Guerrero's single fuels decisive 4-run 1st inning as Blue Jays pick up Kikuchi in series opener

May 31st, 2023

TORONTO -- It’s been too long since we last saw this Blue Jays offense, calmly and confidently, look like itself.

Toronto’s struggles over the past two-plus weeks have brought some worrying lows, digging a hole that this team will need four months and an extendable ladder to climb out of. Even the highs, like a lopsided 20-run road win against Tampa Bay, didn’t feel entirely real or sustainable.

Tuesday night’s 7-2 win over the Brewers at Rogers Centre finally felt like the model again. The Blue Jays took a lead and held it, lulling the Crew to sleep the rest of the way while getting contributions from every corner of their lineup.

This is what the Blue Jays are supposed to look like, but you’ll be forgiven if you’ve forgotten what it looks like.

It’s difficult to pick a unanimous star of the game, and that’s the beauty of this win.
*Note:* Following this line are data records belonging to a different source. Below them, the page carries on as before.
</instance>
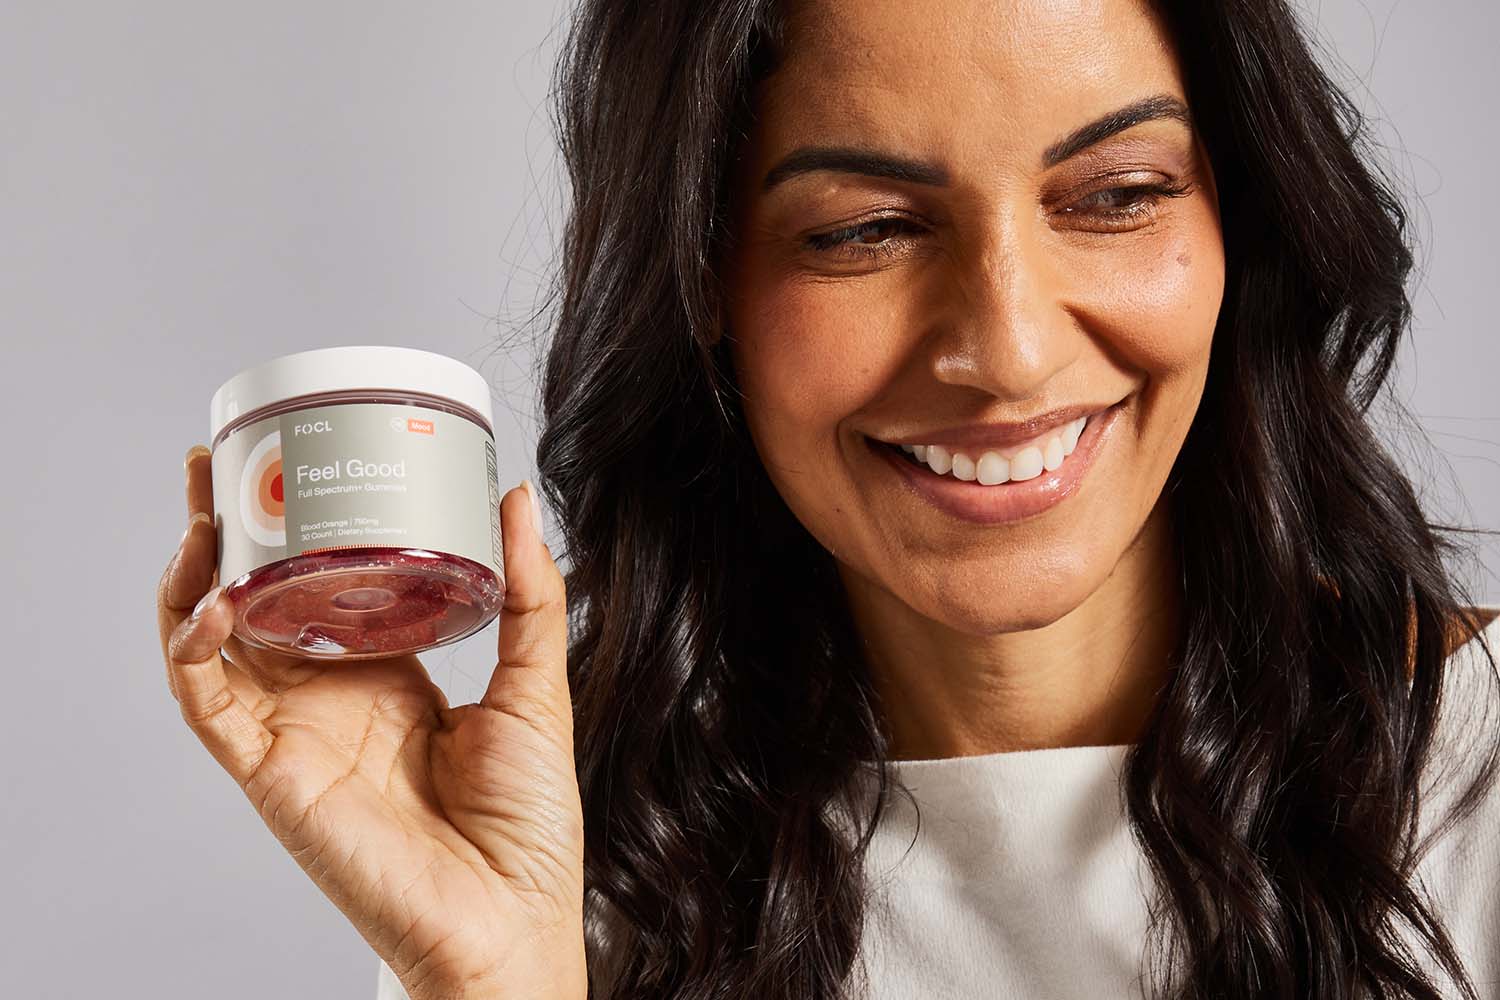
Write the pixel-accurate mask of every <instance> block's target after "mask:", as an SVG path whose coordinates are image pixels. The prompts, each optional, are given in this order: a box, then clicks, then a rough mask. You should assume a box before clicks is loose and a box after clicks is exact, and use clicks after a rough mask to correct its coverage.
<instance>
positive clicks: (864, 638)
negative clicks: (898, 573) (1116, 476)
mask: <svg viewBox="0 0 1500 1000" xmlns="http://www.w3.org/2000/svg"><path fill="white" fill-rule="evenodd" d="M841 576H843V580H844V588H846V592H847V597H849V610H850V615H852V618H853V625H855V630H856V631H858V634H859V636H861V637H862V640H864V645H865V657H867V660H868V663H870V670H871V681H873V684H874V690H876V693H877V696H879V699H880V705H882V708H883V712H885V718H886V724H888V727H889V733H891V747H889V756H891V757H892V759H898V760H912V759H935V757H966V756H972V754H989V753H1005V751H1014V750H1041V748H1049V747H1089V745H1106V744H1130V742H1136V741H1137V738H1139V735H1140V732H1142V729H1143V727H1145V723H1146V718H1148V715H1149V714H1151V709H1152V706H1154V705H1155V700H1157V697H1158V693H1160V690H1161V685H1163V684H1164V682H1166V679H1167V673H1169V669H1170V660H1172V652H1173V649H1175V646H1176V640H1178V630H1179V628H1181V604H1182V601H1181V583H1179V577H1178V567H1176V558H1175V550H1173V544H1172V532H1170V523H1169V522H1167V514H1166V504H1158V505H1157V510H1155V511H1154V513H1152V516H1151V517H1149V519H1148V522H1146V525H1145V528H1143V529H1142V532H1140V535H1137V538H1136V541H1134V544H1133V546H1131V547H1130V549H1128V550H1127V552H1125V553H1124V556H1121V559H1119V562H1118V564H1116V567H1115V571H1113V573H1112V574H1110V576H1109V577H1107V579H1106V580H1104V583H1103V585H1101V586H1098V589H1095V591H1094V594H1091V595H1089V597H1088V598H1086V600H1085V601H1083V603H1082V604H1079V606H1077V607H1076V609H1073V610H1071V612H1068V613H1067V615H1064V616H1062V618H1058V619H1056V621H1052V622H1050V624H1047V625H1043V627H1038V628H1028V630H1022V631H1007V633H996V634H969V633H962V631H957V630H954V628H951V627H948V625H945V624H942V622H939V621H933V619H932V618H927V616H924V615H919V613H916V612H915V610H912V609H910V607H909V606H906V604H904V603H901V601H900V600H898V598H897V597H894V595H892V594H889V592H886V591H883V589H879V588H874V586H871V585H870V582H868V580H865V579H862V577H858V576H856V574H853V573H849V571H847V570H843V568H841Z"/></svg>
Most encouraging of all was the production Toronto got from the bottom of its lineup, because while the Blue Jays need more from their star players like and , it’s always been this lineup’s length that could separate it from the rest.

“It’s huge,” manager John Schneider said. “It’s no secret how we’re built at the top with George, Bo [Bichette] and Vladdy with whoever else, like [Matt] Chapman, [Alejandro] Kirk or [Brandon] Belt. It’s just kind of how we’re built. We’re having good at-bats down lower with Cavan Biggio getting back to his normal self a little bit.

“It starts with Whit Merrifield in the middle there, getting on base and making things happen. When they get on base for the top of the order, that’s how we’re built to have success.”

Merrifield acted as that secondary leadoff man in the middle, going 2-for-4, while Kirk singled three times and Biggio reached base three times. These are the types of numbers that keeps success sustainable and avoids the peaks and valleys.

“Everybody did their job and we got a lot of people on base,” said Kirk, who has been working to lift the ball in the air more consistently. “Everybody did their job and hopefully things keep going that way.”

Everybody doing their job, as opposed to taking turns trying to play the role of hero, is exactly what Toronto needs.

Getting this done early helped, too. All of the Blue Jays’ runs were scored in the first three innings, with four coming in the bottom of the first after Yusei Kikuchi had gotten off to a rocky start by allowing a two-run home run in the top half.

“Having four runs right after was huge. The batters always have my back and they have always told me that they always have my back,” Kikuchi said through a club interpreter. “Scoring right after really helped with my confidence. I was able to attack the hitters more with a lead.”

There’s never a bad day to get production from the bottom of your lineup, but the Blue Jays have been spoiled by Kevin Kiermaier.

That’s the last thing anyone expected offensively when Kiermaier signed a one-year, $9 million deal last offseason, but Kiermaier came into camp saying he wanted to be the best No. 9 hitter in baseball and has put together one fine campaign.

Kiermaier is batting .319 with an .877 OPS through two months, even chipping in an unexpected four home runs alongside five stolen bases and some fantastic baserunning.

The problem? Kiermaier is hurt, dealing with some right lower back discomfort that the Blue Jays will need to make an IL decision on soon. He has been the spark on some otherwise dark nights for this offense, but this offense was never built for one player to be the face of it. Not even Vladdy.

The Blue Jays’ depth is being tested beyond just Kiermaier, of course. Danny Jansen is on the IL with a groin injury that sounds like it will stretch beyond the 10-day minimum, forcing Kirk into more action after a start to his season that’s been below expectations. Toronto spent nearly two months as baseball’s healthiest team, but in baseball, the clock is always ticking.

More than anything Tuesday’s win just felt … normal. The Blue Jays have desperately needed that, because their version of “normal” can be one of the best in baseball when every player, one through nine, is simply doing their share of the job.